As Twitter's chief marketing officer and head of people, Leslie Berland is responsible for the overall branding of the company as well as maintaining the organization's healthy internal work culture.
Prior to joining Twitter in 2016, the Boston University graduate worked at public-relations for, Ketchum, healthcare communications company GCI Health and American Express, where she served as an executive for more than 10 years. Though she says she's been fortunate to receive lots of great advice throughout her career, Berland says there's one common piece of career advice she wishes more young people would ignore.
"I think it goes back to [chasing] a certain title or a certain role," she tells CNBC Make It. "People often give [young people] advice on how to get a particular job and they skip over the step of, 'Is this job what you want and is it a right fit for you?'"
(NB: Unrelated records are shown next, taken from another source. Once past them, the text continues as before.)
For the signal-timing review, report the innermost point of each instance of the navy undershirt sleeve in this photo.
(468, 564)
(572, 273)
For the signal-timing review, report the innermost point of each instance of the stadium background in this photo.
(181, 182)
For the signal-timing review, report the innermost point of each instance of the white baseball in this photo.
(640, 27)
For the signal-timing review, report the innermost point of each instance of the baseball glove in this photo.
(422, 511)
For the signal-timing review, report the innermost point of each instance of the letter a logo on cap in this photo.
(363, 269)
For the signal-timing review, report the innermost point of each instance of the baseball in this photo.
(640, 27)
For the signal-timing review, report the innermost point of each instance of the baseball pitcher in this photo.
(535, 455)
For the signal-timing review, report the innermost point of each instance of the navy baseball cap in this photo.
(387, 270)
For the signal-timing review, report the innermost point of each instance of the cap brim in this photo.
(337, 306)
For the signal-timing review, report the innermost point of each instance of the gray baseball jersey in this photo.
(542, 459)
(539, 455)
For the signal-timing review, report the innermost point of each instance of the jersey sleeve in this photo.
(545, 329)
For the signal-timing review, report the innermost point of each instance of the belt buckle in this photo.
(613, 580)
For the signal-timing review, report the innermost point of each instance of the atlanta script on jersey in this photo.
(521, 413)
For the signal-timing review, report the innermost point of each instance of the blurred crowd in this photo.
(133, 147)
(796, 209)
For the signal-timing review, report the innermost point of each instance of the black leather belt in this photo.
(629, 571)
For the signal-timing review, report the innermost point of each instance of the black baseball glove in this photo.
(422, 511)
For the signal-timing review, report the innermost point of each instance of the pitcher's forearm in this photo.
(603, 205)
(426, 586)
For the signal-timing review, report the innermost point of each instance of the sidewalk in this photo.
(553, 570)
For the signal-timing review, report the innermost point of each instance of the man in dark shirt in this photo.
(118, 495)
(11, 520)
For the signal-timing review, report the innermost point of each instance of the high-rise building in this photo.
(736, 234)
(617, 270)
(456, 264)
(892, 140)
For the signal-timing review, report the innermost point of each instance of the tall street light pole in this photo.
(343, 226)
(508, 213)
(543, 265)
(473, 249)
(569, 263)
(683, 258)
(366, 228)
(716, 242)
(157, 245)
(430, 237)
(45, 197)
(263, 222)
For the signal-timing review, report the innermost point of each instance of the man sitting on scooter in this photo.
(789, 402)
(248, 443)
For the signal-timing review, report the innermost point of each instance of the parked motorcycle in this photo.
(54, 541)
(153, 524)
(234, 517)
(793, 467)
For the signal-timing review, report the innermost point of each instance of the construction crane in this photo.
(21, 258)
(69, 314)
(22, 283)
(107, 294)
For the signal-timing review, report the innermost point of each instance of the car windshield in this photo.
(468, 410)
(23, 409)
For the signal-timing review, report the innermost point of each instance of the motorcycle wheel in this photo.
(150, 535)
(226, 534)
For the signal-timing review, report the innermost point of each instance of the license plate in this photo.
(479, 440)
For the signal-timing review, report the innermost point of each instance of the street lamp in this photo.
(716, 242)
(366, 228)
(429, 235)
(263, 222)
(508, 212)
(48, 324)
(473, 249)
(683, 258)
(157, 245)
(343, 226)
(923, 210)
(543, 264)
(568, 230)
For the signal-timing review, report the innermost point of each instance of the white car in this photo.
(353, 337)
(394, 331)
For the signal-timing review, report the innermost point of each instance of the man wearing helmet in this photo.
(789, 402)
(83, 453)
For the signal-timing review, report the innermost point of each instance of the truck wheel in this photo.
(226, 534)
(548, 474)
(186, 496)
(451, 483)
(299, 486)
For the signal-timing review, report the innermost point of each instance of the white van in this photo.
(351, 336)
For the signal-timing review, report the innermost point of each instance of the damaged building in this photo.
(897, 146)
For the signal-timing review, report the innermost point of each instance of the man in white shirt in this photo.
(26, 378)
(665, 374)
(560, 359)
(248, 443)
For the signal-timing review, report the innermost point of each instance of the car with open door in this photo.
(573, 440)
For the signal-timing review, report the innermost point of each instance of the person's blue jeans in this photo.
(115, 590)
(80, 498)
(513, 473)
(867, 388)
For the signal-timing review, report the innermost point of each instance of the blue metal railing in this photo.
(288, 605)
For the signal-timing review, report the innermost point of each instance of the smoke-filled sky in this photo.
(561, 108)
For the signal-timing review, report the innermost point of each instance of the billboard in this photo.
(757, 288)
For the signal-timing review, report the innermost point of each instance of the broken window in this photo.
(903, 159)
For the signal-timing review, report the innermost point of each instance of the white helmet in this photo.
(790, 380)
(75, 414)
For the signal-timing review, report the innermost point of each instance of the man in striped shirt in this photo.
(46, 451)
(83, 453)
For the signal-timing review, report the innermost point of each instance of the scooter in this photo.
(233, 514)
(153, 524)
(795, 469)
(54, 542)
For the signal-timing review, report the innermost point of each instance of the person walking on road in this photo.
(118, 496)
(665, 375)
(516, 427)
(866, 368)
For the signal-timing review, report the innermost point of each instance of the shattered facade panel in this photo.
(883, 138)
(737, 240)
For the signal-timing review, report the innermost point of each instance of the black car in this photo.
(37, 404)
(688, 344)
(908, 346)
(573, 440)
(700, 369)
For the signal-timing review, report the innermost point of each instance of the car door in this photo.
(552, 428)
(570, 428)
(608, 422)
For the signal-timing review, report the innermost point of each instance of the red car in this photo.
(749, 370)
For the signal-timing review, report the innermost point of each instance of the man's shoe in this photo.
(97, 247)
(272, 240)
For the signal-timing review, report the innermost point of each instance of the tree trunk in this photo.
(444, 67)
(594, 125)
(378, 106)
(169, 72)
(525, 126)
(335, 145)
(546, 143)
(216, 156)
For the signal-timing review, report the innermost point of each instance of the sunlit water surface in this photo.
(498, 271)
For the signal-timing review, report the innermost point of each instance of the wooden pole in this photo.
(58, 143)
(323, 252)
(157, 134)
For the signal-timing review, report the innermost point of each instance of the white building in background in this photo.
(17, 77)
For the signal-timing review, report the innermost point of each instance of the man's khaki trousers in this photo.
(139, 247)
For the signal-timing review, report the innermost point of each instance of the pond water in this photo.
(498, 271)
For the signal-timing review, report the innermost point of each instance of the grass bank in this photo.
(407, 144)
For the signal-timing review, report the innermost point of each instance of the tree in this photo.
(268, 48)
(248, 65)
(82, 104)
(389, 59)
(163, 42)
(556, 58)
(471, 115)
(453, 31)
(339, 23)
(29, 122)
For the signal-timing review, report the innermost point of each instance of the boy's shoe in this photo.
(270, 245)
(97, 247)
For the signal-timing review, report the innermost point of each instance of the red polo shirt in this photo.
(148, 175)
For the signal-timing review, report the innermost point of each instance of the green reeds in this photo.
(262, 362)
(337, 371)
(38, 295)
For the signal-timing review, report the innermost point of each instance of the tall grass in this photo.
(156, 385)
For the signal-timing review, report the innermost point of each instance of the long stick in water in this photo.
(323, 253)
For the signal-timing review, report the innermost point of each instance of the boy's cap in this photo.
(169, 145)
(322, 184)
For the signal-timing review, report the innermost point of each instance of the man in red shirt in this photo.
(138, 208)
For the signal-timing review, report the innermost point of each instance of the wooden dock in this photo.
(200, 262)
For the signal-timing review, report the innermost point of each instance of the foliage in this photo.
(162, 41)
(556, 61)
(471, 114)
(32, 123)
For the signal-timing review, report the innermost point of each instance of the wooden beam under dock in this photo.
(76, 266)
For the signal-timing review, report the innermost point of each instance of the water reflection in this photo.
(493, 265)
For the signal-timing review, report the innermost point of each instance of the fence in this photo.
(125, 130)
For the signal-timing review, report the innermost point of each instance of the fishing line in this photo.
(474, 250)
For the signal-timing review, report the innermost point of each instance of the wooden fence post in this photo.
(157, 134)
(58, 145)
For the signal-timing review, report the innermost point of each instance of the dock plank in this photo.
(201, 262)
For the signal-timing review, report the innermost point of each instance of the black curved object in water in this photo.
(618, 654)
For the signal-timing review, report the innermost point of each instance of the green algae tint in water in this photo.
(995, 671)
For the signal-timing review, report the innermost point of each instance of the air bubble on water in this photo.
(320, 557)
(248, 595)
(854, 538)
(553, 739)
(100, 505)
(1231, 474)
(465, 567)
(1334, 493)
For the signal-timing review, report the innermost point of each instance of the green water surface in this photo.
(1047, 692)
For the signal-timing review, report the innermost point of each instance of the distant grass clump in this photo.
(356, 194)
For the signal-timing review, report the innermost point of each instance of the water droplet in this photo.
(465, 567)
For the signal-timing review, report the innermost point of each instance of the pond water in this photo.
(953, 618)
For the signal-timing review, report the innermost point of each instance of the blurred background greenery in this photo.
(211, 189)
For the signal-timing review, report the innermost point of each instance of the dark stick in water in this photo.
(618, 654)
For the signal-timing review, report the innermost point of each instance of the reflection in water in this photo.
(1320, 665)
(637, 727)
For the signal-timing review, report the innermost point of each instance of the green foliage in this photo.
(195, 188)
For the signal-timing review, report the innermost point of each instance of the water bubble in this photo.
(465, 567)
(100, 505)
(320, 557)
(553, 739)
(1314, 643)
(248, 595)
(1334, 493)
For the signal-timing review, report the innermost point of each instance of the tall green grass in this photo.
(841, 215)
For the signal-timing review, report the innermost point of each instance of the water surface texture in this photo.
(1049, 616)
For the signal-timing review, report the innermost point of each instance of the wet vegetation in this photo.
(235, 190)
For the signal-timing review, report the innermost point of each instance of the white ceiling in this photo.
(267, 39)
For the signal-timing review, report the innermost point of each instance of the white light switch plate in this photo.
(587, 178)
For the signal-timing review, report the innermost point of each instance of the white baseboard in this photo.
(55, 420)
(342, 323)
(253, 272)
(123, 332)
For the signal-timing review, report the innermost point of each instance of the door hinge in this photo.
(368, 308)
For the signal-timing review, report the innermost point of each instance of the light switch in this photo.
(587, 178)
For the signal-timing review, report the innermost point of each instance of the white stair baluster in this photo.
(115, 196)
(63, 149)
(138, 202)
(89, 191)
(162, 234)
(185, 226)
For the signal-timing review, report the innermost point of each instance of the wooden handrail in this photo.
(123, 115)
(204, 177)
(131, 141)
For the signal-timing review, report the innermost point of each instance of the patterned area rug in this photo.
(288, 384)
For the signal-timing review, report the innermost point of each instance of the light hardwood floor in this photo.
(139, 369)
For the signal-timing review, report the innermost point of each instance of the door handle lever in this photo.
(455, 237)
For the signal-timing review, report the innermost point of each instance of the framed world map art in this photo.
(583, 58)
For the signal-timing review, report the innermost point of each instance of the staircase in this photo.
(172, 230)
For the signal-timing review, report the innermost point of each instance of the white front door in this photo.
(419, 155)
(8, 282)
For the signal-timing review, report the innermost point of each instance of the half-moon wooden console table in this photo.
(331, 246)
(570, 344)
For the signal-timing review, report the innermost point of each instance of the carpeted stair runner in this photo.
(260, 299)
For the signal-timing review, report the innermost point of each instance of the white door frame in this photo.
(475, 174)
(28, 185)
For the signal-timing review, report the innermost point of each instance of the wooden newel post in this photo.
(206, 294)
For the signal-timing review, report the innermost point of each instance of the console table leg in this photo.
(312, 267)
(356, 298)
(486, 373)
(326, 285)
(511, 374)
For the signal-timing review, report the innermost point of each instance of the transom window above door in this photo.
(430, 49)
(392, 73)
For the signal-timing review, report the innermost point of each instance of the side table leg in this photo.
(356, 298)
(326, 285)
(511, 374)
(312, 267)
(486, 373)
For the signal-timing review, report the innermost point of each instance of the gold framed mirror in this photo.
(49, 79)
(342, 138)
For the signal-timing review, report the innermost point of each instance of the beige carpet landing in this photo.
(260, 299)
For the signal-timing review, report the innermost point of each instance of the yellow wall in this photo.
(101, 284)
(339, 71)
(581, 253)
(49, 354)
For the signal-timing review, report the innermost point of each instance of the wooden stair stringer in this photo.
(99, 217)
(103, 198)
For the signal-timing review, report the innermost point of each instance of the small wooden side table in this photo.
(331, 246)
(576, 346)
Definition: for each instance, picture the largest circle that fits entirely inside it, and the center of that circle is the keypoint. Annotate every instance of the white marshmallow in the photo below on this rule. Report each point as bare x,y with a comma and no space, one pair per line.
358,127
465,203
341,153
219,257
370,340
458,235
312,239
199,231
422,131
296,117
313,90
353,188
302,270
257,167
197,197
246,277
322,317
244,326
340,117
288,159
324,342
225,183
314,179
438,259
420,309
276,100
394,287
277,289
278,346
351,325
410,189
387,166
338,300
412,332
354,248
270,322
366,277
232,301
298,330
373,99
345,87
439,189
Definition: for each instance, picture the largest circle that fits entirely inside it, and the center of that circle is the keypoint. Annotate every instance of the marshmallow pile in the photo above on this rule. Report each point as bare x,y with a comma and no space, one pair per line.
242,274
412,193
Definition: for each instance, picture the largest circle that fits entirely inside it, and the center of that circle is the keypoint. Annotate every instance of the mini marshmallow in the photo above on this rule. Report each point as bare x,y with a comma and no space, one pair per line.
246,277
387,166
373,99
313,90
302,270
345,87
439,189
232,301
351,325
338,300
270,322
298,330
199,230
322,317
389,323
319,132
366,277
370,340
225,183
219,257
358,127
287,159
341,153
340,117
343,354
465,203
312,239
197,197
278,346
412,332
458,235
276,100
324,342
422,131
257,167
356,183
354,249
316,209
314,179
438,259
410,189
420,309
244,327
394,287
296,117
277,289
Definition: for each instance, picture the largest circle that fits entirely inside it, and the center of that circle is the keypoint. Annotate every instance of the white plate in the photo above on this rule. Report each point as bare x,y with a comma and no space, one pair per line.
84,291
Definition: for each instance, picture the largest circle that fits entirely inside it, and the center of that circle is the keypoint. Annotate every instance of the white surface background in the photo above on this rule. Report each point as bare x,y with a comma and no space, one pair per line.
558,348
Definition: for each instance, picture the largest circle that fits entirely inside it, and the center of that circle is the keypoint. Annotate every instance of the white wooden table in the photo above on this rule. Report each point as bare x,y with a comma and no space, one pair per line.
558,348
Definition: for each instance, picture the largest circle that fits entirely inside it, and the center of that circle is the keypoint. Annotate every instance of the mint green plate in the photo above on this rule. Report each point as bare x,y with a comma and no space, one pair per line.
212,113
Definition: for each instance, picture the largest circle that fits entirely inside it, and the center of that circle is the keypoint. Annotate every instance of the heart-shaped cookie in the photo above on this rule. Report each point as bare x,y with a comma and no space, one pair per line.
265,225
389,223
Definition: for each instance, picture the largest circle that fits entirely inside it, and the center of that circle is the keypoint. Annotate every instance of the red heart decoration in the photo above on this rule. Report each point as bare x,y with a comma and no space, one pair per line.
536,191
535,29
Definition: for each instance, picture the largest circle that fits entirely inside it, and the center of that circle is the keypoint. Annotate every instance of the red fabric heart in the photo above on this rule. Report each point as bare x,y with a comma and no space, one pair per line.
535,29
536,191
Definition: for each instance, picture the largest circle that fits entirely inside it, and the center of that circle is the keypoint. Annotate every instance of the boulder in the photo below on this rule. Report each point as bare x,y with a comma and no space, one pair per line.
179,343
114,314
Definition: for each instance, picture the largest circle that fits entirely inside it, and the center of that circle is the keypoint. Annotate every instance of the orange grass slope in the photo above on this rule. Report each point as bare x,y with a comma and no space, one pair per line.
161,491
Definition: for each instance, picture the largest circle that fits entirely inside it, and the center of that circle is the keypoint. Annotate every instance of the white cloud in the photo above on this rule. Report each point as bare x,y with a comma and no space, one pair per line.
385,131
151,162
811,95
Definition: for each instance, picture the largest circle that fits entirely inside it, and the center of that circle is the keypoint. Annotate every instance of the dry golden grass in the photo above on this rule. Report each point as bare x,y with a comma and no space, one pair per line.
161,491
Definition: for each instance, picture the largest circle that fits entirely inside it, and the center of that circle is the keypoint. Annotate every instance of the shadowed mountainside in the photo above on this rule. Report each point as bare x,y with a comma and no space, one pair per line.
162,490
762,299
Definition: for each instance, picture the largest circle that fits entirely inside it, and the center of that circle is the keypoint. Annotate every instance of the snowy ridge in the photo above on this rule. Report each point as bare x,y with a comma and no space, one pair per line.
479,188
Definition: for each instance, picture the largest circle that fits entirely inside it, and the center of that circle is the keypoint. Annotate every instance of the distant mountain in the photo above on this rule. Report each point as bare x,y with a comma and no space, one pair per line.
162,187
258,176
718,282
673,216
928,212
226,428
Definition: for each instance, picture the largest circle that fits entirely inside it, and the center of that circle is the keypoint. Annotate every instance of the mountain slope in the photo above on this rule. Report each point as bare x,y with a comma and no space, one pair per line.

Rather than believing success is tied to a prestigious position, Berland says young people should understand success is really tied to their passion and the impact they can have on a company. She advises recent graduates not be so quick to say "yes" to a job simply because the title or company sounds good. Instead, she says, find a job that "reflects what excites you, what motivates you and what inspires you." That's when, she emphasizes, "you will do your best work."
"I think sometimes people get so tripped up in looking at the next level that they don't look at if the role will fulfill [them]," she says.
In order to see if a job or company aligns with your passion, Berland says young people "should look at the culture of the company, the values of the company and the purpose of the company" before accepting a position. Additionally, she says, ask, "Is this a mission-driven company and does it reflect what I truly care about? Also, can I be myself and really have the impact that I want to make?"
According to recent data from Glassdoor, researching a company's culture ahead of time can actually pay off. In a survey of more than 5,000 adults in the U.S., the U.K., France and Germany, 56% of workers ranked a strong workplace culture as more important than salary. Among U.S. millennials surveyed, 65% said they value culture over pay.